O projeto vai relacionar dados disponibilizados por estações meteorológicas instaladas nos municípios de São Paulo das Missões, Santo Ângelo, Giruá, São Luiz Gonzaga, Cerro Largo (Centro), Guarani das Missões, Caibaté, Porto Xavier e Roque Gonzales, com o banco de dados do Sistema Único de Saúde (DATASUS), do Ministério da Saúde Brasileiro.
O projeto tem a orientação do Dr. Anderson Spohr Nedel, professor do Curso de Agronomia do Campus Cerro Largo da UFFS, com auxílio da estudante bolsista do Curso de Engenharia Ambiental e Sanitária do Campus Cerro Largo, Camila Guerim Pieniz.
“O objetivo da pesquisa é, por meio da realização de medidas diárias das variáveis meteorológicas (temperatura e umidade relativa do ar, velocidade e direção do vento, pressão atmosférica e precipitação, a nível de superfície) em centros urbanos, em diferentes cidades aqui da região das missões, calcular o conforto térmico humano (sensação térmica) durante invernos e verões e relacioná-lo com a ocorrência de doenças respiratórias da população”, explicou o professor Anderson.
Em termos dos resultados preliminares já obtidos até o momento, o pesquisador destacou que “a análise do conforto térmico e a sua relação com as doenças se encontra em andamento.

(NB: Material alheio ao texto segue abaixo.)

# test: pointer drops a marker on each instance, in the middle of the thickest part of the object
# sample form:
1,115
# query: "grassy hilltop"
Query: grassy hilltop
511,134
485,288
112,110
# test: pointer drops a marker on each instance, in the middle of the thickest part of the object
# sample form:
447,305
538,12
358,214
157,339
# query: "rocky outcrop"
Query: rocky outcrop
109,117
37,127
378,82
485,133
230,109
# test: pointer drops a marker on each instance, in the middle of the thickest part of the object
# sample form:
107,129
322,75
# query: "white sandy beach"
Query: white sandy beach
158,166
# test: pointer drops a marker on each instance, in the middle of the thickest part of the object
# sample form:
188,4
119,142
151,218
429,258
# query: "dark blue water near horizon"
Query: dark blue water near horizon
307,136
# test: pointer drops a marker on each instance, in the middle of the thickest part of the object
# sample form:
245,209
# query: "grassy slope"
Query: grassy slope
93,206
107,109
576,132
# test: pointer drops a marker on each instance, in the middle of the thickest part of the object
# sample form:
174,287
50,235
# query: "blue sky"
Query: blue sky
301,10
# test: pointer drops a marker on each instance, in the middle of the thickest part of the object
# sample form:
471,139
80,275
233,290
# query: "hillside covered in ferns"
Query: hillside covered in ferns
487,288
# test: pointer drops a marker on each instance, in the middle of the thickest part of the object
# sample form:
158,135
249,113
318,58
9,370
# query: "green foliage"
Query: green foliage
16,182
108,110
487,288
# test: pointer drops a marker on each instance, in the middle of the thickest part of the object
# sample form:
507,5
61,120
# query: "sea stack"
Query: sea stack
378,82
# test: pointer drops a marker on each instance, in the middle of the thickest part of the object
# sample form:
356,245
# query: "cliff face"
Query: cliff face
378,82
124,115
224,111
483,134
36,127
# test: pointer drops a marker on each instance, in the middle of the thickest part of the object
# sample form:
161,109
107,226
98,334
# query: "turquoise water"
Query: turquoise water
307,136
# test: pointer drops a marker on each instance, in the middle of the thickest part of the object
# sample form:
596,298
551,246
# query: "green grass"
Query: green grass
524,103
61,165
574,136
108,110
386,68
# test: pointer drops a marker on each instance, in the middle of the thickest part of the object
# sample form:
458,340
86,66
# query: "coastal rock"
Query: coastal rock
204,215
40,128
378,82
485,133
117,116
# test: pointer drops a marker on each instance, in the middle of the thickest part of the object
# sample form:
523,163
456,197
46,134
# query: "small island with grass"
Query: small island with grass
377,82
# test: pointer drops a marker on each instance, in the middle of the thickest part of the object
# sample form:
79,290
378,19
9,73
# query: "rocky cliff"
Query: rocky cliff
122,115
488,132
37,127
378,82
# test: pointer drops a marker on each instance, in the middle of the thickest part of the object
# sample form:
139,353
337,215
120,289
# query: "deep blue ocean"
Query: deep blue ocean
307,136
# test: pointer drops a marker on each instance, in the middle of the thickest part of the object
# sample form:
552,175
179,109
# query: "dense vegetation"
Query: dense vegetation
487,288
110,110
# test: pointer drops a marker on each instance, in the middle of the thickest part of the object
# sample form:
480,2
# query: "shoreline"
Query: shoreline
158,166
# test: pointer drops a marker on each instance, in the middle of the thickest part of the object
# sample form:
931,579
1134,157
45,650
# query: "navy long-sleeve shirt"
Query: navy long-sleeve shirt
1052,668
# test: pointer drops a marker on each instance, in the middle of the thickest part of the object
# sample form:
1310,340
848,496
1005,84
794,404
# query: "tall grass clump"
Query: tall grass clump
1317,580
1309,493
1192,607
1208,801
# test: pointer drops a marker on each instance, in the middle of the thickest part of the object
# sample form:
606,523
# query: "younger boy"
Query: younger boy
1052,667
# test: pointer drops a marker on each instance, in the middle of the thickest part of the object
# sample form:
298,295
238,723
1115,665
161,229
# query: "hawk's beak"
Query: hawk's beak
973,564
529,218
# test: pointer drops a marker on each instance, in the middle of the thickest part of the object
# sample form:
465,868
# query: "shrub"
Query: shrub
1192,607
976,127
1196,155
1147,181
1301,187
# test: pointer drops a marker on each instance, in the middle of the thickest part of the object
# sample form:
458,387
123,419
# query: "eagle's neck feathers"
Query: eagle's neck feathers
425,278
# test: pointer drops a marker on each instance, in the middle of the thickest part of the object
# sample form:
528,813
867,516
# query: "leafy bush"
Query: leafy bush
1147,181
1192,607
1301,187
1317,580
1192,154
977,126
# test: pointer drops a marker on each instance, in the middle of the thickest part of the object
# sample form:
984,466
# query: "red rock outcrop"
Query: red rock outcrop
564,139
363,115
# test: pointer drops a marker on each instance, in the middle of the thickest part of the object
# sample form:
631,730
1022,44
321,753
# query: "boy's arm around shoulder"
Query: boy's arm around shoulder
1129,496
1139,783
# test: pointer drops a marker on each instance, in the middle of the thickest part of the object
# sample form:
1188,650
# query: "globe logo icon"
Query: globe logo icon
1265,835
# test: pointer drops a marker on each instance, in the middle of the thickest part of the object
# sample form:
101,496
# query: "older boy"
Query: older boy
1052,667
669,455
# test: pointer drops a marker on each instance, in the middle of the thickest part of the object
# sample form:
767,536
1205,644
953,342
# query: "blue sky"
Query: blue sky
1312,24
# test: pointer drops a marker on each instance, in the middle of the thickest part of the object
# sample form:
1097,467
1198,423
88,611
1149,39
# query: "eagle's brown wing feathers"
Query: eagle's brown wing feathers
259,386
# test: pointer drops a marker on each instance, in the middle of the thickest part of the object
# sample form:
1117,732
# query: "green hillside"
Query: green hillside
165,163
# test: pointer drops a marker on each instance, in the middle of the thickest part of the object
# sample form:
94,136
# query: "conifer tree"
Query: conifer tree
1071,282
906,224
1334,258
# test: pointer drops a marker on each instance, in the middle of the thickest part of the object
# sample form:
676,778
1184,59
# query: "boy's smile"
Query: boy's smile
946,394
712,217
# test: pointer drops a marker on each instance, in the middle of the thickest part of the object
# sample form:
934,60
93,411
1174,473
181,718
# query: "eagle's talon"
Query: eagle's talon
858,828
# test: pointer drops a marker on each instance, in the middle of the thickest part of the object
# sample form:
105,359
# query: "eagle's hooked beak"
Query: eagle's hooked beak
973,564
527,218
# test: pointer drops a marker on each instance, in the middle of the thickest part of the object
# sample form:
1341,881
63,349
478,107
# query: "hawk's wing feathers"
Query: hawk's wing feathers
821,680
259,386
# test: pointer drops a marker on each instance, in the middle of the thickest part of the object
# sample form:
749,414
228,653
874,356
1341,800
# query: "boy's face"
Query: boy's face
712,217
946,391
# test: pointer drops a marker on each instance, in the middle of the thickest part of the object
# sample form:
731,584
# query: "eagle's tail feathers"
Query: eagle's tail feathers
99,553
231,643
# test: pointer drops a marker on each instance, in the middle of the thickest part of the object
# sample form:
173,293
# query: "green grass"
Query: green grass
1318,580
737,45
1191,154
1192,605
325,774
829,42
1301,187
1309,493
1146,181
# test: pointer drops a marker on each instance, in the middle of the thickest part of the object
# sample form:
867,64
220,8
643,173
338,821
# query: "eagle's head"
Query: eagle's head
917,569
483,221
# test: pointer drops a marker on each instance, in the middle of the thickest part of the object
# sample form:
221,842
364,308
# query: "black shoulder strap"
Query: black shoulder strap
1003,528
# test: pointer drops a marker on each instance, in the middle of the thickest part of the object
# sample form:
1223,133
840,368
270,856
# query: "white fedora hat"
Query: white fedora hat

Entretanto, resultados iniciais (a pesquisa atrasou devido à pandemia) têm mostrado, até o momento, algumas cidades mais frias (mais quentes) e mais chuvosas (menos chuvosas) que outras, situadas bem próximas…, características que, até então – pois não havia esse tipo de observação simultânea – se imaginava que ocorressem de forma mais “parecidas”. Em um estudo orientado (entre dezembro de 2019 a maio de 2020), realizado em conjunto com a aluna Camila Guerim, foi observado que há maior frequência de internações hospitalares de pessoas idosos por doenças respiratórias quando comparado a crianças, e que cidades mais populosas (da região) não necessariamente foram as que apresentaram os maiores coeficientes das admissões hospitalares”.
Saiba mais sobre a pesquisa na página da UFFS.
Fonte: UFFS.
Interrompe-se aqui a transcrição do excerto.